When a political author hosts a book signing and speech, they shout him down, hound him from the stage and attempt to physically assault him.
Crowds of them gather, hurl eggs and shout obscenities at supporters of the other party’s candidates.
They deliver death threats to members of Congress and their families so serious that they are arrested by the FBI.
We all know who is being discussed here. The Democrats and the progressive liberal movement. From these and other examples we should readily be able to draw the general conclusion that liberal Democrats are violent people who wish to suppress the free speech of others and will stop at nothing to make sure they shut down their opponents, right?
If that sounds like an absurd leap off of the data wagon to you, you’re right. Taking tens of millions of engaged voters with a common set of goals and painting them with one brush based on the idiotic actions of a few bad actors is rather pathetic. And yet I’m hard pressed to click on the pages of any political blogs or news sites and not see the exact same type of generalizations being made about tea party activists and conservatives who gather to oppose Obamacare and support conservative candidates for office. (You know who you are.) Doesn’t this blind, one-sided distortion of reality give you a crick in your neck?
When 25,000 people gather together on the National Mall, you’re going to attract a couple of nuts.

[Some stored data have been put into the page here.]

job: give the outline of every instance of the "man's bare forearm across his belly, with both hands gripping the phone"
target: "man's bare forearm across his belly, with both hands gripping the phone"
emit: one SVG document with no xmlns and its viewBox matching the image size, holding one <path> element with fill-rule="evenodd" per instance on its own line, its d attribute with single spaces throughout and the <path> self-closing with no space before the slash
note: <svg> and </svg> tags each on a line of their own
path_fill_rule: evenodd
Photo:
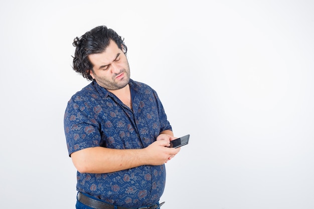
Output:
<svg viewBox="0 0 314 209">
<path fill-rule="evenodd" d="M 81 173 L 109 173 L 141 165 L 161 165 L 180 149 L 169 148 L 173 132 L 165 130 L 146 148 L 110 149 L 105 147 L 85 148 L 71 154 L 76 169 Z"/>
</svg>

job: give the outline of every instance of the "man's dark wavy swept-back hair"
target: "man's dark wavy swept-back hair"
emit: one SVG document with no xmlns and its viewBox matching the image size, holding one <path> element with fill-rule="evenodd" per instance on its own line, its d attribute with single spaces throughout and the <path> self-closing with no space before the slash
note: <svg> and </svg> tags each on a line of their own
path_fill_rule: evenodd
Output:
<svg viewBox="0 0 314 209">
<path fill-rule="evenodd" d="M 72 56 L 73 70 L 92 81 L 93 78 L 89 72 L 93 65 L 89 61 L 88 55 L 104 52 L 109 46 L 110 40 L 114 41 L 126 55 L 127 47 L 123 42 L 124 39 L 106 26 L 98 26 L 86 32 L 81 38 L 76 37 L 73 41 L 73 46 L 76 47 L 74 57 Z"/>
</svg>

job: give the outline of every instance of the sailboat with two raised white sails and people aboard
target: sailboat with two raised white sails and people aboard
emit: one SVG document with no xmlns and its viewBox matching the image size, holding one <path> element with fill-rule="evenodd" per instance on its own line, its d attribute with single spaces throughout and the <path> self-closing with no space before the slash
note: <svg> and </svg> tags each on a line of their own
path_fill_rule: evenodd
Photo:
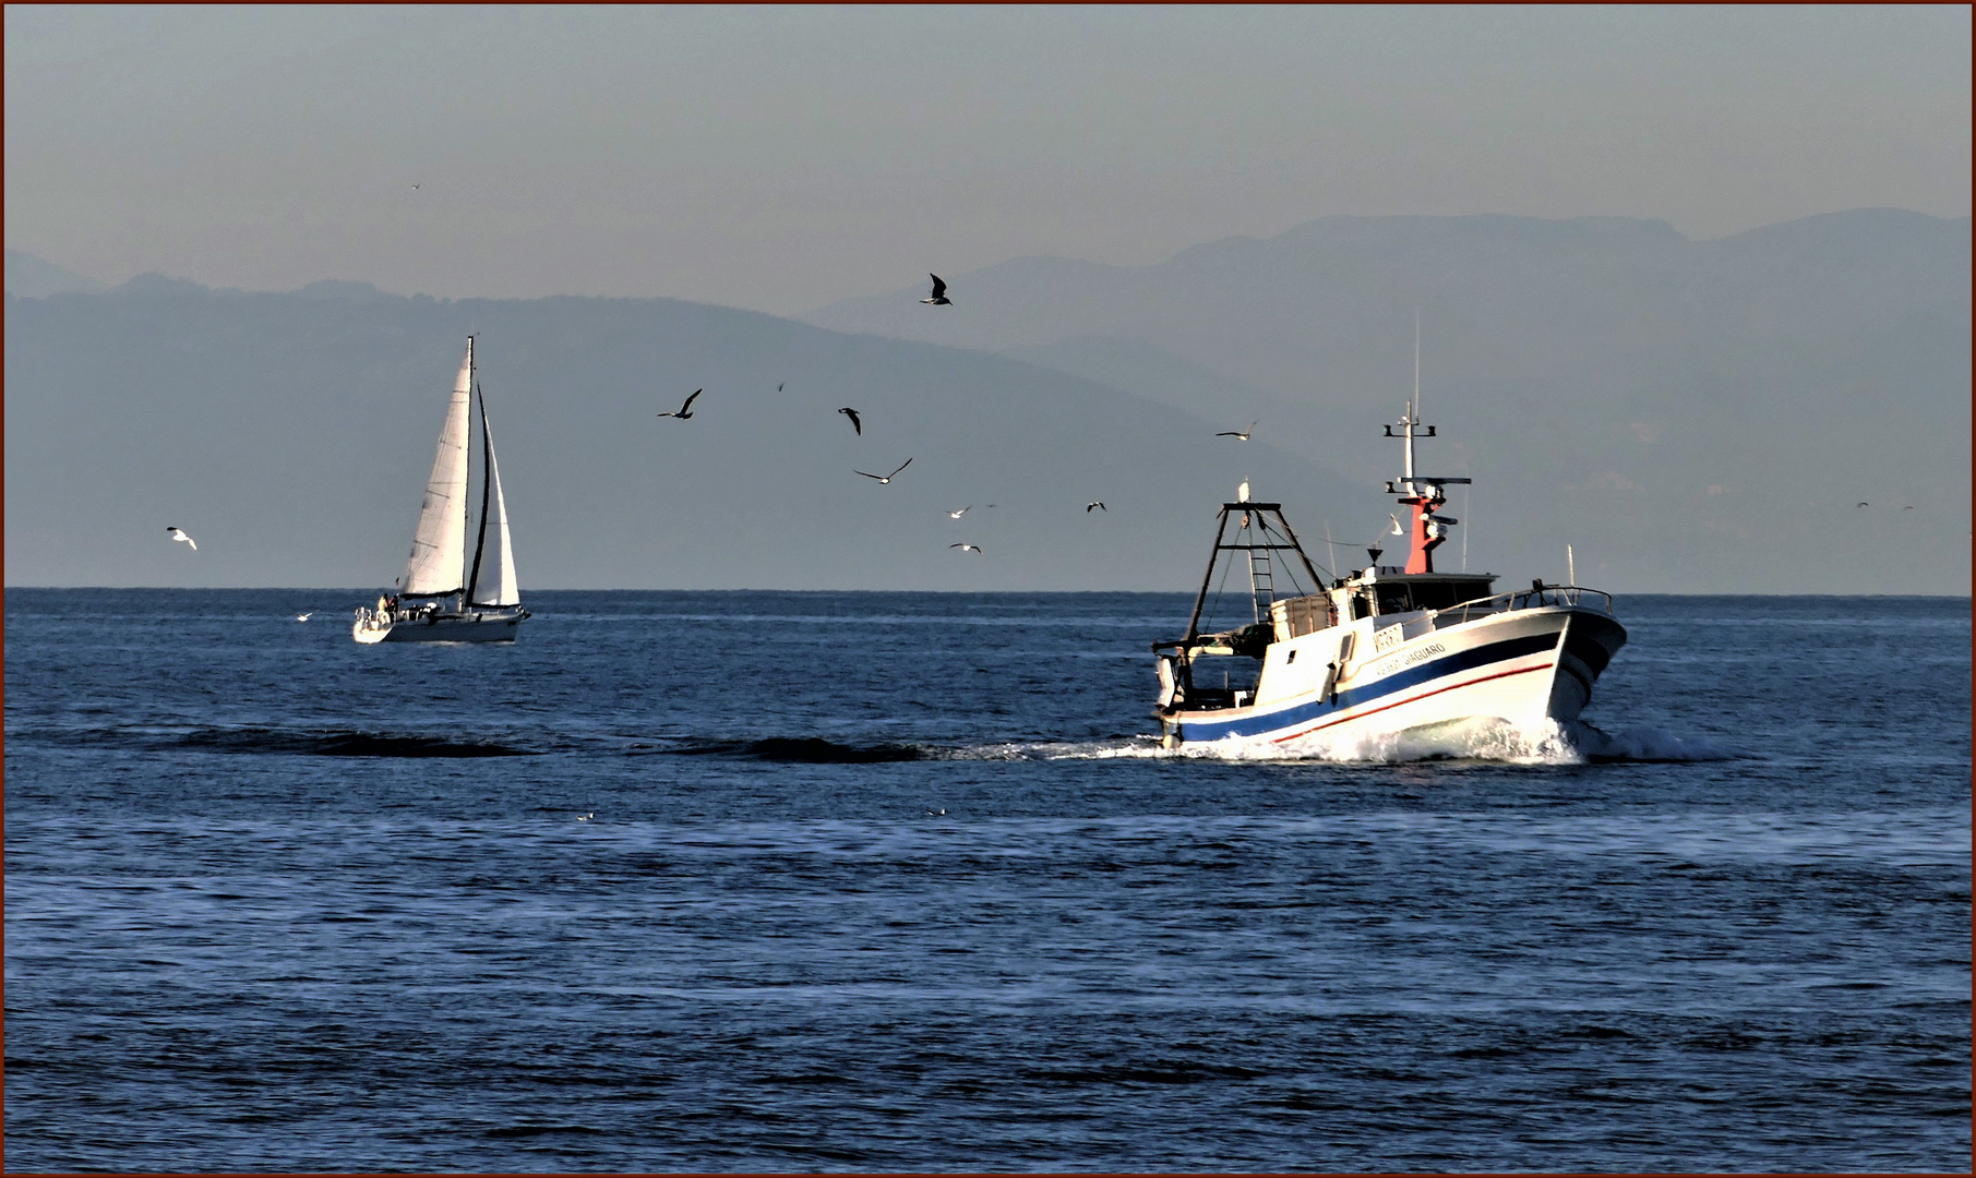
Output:
<svg viewBox="0 0 1976 1178">
<path fill-rule="evenodd" d="M 480 536 L 472 563 L 466 559 L 470 530 L 466 502 L 468 413 L 480 403 Z M 399 591 L 379 597 L 375 609 L 358 609 L 350 636 L 358 642 L 514 642 L 522 629 L 522 591 L 514 579 L 514 544 L 508 536 L 508 500 L 500 490 L 500 463 L 488 431 L 486 393 L 474 370 L 474 338 L 453 381 L 447 423 L 439 431 L 433 476 L 425 482 L 419 530 Z"/>
</svg>

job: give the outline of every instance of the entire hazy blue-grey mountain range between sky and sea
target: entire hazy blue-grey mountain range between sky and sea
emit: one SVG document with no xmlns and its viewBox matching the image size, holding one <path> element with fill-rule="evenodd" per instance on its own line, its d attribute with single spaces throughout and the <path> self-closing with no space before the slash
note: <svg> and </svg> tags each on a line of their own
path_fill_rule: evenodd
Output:
<svg viewBox="0 0 1976 1178">
<path fill-rule="evenodd" d="M 1476 478 L 1444 561 L 1466 542 L 1470 567 L 1555 579 L 1569 542 L 1581 579 L 1622 591 L 1968 593 L 1968 241 L 1966 217 L 1887 210 L 1719 241 L 1326 217 L 1162 267 L 1016 259 L 948 275 L 952 308 L 881 308 L 1024 364 L 676 300 L 144 275 L 8 300 L 8 577 L 115 581 L 152 524 L 198 536 L 196 514 L 148 518 L 184 502 L 253 538 L 227 551 L 296 571 L 174 581 L 190 569 L 152 553 L 138 583 L 389 581 L 480 330 L 524 585 L 1186 587 L 1194 522 L 1247 474 L 1306 538 L 1385 524 L 1379 423 L 1411 391 L 1421 306 L 1423 463 Z M 1099 320 L 1124 326 L 1073 330 Z M 1049 342 L 1006 342 L 1045 322 Z M 652 417 L 700 385 L 696 421 Z M 1211 437 L 1255 417 L 1255 443 Z M 893 488 L 850 474 L 907 457 Z M 1091 498 L 1111 512 L 1085 518 Z M 945 518 L 968 502 L 1004 506 Z M 998 559 L 927 563 L 952 540 Z"/>
</svg>

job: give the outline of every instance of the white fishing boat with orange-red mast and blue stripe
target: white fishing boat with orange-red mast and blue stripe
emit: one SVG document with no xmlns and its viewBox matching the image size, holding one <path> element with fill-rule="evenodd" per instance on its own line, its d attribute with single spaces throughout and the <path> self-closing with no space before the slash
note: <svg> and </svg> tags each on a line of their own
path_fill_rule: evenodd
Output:
<svg viewBox="0 0 1976 1178">
<path fill-rule="evenodd" d="M 1407 512 L 1393 516 L 1409 536 L 1403 565 L 1381 565 L 1383 549 L 1365 547 L 1363 569 L 1326 579 L 1280 504 L 1251 502 L 1247 482 L 1221 504 L 1188 632 L 1152 646 L 1166 747 L 1245 741 L 1294 755 L 1395 733 L 1537 731 L 1591 702 L 1626 642 L 1612 597 L 1541 579 L 1496 593 L 1492 573 L 1435 569 L 1435 549 L 1460 524 L 1441 514 L 1446 486 L 1468 478 L 1415 470 L 1415 441 L 1437 435 L 1417 407 L 1419 389 L 1385 427 L 1403 447 L 1403 474 L 1385 484 Z M 1231 577 L 1239 625 L 1211 631 Z"/>
</svg>

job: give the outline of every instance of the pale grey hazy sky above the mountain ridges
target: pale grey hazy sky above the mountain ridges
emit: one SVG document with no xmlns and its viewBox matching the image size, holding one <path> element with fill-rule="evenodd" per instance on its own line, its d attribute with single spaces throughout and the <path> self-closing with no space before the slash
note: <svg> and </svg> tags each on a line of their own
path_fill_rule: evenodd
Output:
<svg viewBox="0 0 1976 1178">
<path fill-rule="evenodd" d="M 1968 215 L 1970 32 L 1966 6 L 8 6 L 6 245 L 113 283 L 790 314 L 1326 213 Z"/>
</svg>

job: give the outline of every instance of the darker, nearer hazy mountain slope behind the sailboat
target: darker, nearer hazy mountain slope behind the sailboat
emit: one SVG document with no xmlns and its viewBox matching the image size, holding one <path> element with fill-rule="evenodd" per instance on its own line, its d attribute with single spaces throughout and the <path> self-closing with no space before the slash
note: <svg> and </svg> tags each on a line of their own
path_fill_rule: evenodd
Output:
<svg viewBox="0 0 1976 1178">
<path fill-rule="evenodd" d="M 389 585 L 468 332 L 524 595 L 1192 589 L 1243 478 L 1318 536 L 1324 512 L 1340 538 L 1383 520 L 1225 423 L 980 352 L 674 300 L 148 275 L 6 300 L 8 583 Z M 656 417 L 696 387 L 692 421 Z M 891 486 L 854 472 L 905 459 Z"/>
</svg>

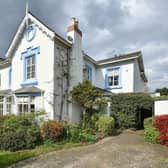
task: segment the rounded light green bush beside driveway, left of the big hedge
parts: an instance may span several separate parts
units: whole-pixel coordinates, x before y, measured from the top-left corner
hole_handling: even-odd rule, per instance
[[[96,122],[98,132],[104,135],[111,135],[114,129],[114,119],[105,115],[101,115]]]

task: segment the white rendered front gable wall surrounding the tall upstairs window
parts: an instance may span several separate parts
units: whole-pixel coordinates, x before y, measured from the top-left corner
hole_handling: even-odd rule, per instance
[[[21,88],[23,81],[23,60],[21,60],[22,52],[29,47],[40,47],[40,54],[36,55],[36,77],[38,85],[36,87],[44,91],[44,108],[49,114],[49,118],[53,118],[53,58],[54,58],[54,42],[47,35],[37,28],[36,36],[31,42],[27,42],[24,35],[21,38],[19,46],[12,59],[12,90]],[[42,104],[41,104],[42,108]]]

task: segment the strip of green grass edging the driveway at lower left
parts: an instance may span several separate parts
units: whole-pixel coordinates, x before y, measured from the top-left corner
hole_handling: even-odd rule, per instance
[[[48,152],[56,151],[59,149],[67,149],[71,147],[88,145],[90,143],[60,143],[60,144],[44,144],[32,150],[23,150],[17,152],[0,151],[0,168],[6,168],[21,160],[31,157],[39,156]]]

But when bloggers and cable news media types ignore 24,995 of them and focus exclusively on the handful who showed up holding a sign with a picture of a gun on it – as if that was the homogeneous tone of the entire event – you identify yourself as having the exact same level of credibility as the silly example I cited above.
When millions marched in protest of the Iraq war some years ago, did these same sources focus only on the handful of people who got arrested for throwing bricks or spilling symbolic blood in a military recruiting station? No. They did not. Large crowds attract elements of the fringe. It’s a rule of life.
Get a grip. There are a lot of people who are once again generally upset with the direction and actions of the government. They’re taking to the streets and making themselves heard. Stop with the generalizations. The only people being made to look foolish are the authors.